You're probably sick of hearing about it.
But it is still out there. It still happens.
It happened to me. I used to think it was fictional, like something that only happened in books and movies.
Then I dared to sit at the popular kids lunch table in sixth grade. With them. (I know, how could I?!)
The words I could almost handle. The carpet burn on my chin from being tripped burned pretty bad though; and the blackmail was not that bad. I held onto hope that my teachers would notice, that they would say something at parent teacher conferences. But all they did was rave about how many friends I had. Are your friends supposed to make you do their work for them and threaten to make your life *more* miserable?
One counselor meeting was all it took to make it all stop. Nearly nine months of torture and all it took was thirty minutes to finish it.
The bullies were still there - they just knew better than to bother with me; I didn't react, so I wasn't worth it.

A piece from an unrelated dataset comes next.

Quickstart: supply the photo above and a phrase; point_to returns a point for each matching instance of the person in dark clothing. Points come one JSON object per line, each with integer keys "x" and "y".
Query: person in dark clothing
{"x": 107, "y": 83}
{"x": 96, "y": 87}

Now I'm a junior in college, and the bullies are back (not the same people, of course).
I knew they would. I just thought it would be different, and I guess it sort of is.
Instead of name calling, its making snide remarks in front of the whole class.
Instead of tripping, its dirty looks while I present my project.
Instead of blackmail, its acting rude and bashing my group and I while we teach our assigned chapter.
And yet I still wait. Wait for you to give up when I don't react. Wait for our professors to say something to you about your behavior. They don't. You think they "love" you and find your sarcastic comments funny like your cohorts do. Well, I can assure you they do not. Our female professor? Confessed to me after class that she could not believe the class' behavior that day - but she looked right at your seat. Our male professor? I sit in his classroom and interact with him 9+ hours a week - and before we went into field experience it was 16+ hours. The looks he gives you may seem just a hair different from the ones he gives everyone else - but it is not a look of amusement.
So I'll keep walking away. And if you really make me mad, I'll shoot you my ring finger. You're not worth the middle finger.